Читая первый том Жизнь Клима Самгина

                Начал читать «Жизнь Клима Самгина». В первый раз это было до армии, то есть более пятидесяти лет назад, когда был старшеклассником. Максим Горький был первым в иконостасе  советских писателей, основоположником социалистического реализма, знание его творчество было обязательным для любого грамотного человека.

Все тома собрания сочинений не осилил, застопорился на эпопее о Самгине. Некоторые места понравились, но, в общем, скучно читать, и далеко от моих интересов и чаяний того времени, и в памяти почти ничего не осталось.

В тот раз я не обратил внимания, не зафиксировал в сознании, что утонул Борис Варавка, уж очень сильно досаждавший Климу, устроивший ему своеобразную «дедовщину», о которой я и в армии не узнал такого слова, никто не донимал нас, «салажат», и с его смертью жизнь для Клима стала намного спокойнее, комфортнее, а от Бориса Варавки  осталась лишь знаменитая фраза: «А был ли мальчик?»

Её не так уж часто, но то и дело повторяют по ходу сюжета различных фильмов, да и в жизни тоже. Уж очень фраза ёмкая! Скажешь, и больше ничего объяснять не нужно. Великое сомнение посеется.

Помню, ещё тогда я часто задумывался, почему Горький не воспользовался случаем, предоставленным временем до конца жизни, и не написал роман о советской жизни, а потратил годы на написание о прошлом? Мне очень хотелось прочитать такой роман о современности, узнать его взгляд на события 20-30-х годов.

«Бруски» Панфёрова впечатление не произвели, как и «Соть», «Вор» Леонида Леонова, но «Русский лес» мне очень понравился, вместе с главным героем переживал о нашем национальном богатстве, к которому относятся столь не по-хозяйски, не рачительно. Но, думал, коль писатель об этом написал, то теперь уж там всё в полном порядке.

Критики позже писали, что Горький боялся писать о советской жизни, мог не угодить вкусам Сталина. И я его понял. Писать правду опасно. Легче всего, проявить эскапизм, уйти в ностальгическое прошлое, заново его осмыслить. Но это почему-то у Горького не получилось, роман не стал событием. Всего лишь, рядовым фактом, что вот такой роман написан Максимом Горьким, к которому относились с великим почитанием всё время советской власти.

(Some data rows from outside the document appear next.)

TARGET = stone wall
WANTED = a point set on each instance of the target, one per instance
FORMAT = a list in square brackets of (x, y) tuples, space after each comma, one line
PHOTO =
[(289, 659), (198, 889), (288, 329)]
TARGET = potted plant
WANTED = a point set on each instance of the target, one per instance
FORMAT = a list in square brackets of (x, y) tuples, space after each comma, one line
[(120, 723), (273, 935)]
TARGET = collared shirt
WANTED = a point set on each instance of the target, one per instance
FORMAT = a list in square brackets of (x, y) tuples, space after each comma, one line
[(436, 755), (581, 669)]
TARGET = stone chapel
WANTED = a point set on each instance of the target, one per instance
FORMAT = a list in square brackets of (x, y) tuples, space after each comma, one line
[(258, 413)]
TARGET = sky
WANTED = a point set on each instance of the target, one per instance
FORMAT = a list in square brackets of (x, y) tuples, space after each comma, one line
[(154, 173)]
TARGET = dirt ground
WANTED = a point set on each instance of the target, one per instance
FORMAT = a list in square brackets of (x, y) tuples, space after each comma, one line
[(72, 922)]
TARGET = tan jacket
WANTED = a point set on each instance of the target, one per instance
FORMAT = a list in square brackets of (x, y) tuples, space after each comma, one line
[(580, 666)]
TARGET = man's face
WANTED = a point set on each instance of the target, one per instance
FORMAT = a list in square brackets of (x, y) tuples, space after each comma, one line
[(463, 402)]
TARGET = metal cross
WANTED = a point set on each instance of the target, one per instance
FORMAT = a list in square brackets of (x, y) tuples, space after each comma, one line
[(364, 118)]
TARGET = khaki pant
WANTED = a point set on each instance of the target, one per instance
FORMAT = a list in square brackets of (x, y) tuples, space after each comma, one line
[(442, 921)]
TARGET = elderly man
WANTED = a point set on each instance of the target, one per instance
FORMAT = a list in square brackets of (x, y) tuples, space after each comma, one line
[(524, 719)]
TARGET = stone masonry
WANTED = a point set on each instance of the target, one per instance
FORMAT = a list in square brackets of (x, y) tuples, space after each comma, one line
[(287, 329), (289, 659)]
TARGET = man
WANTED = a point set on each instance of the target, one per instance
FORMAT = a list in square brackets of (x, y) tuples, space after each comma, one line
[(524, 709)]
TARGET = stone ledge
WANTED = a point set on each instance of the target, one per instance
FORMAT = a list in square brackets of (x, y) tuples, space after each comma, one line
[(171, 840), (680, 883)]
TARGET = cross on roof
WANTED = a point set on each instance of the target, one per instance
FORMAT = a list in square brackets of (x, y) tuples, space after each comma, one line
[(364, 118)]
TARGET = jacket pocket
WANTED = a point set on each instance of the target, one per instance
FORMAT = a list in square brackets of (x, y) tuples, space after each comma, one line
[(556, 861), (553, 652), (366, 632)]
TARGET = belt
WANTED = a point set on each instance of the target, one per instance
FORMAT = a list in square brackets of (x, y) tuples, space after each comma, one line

Не могу забыть тот день на излёте существования СССР, когда в книжном магазине увидел шикарно изданный том черновиков Максима Горького. Кажется, таких томов было несколько.

Ради любопытства полистал один том. Засвидетельствована обычная, рутинная писательская работа: правки, исправления, приведены факсимиле — уважительное отношение к писательской кухне.

Того самого, что делает любой из нас: как говорил Маяковский, из тонны руды добывался грамм радия.  Вероятно, для дипломников литературного института это было бы полезно: блеснуть перед профессором своим знанием некоторых подробностей творчества классика, но для всех остальных граждан — это сермяжная и ненужная тягомотина.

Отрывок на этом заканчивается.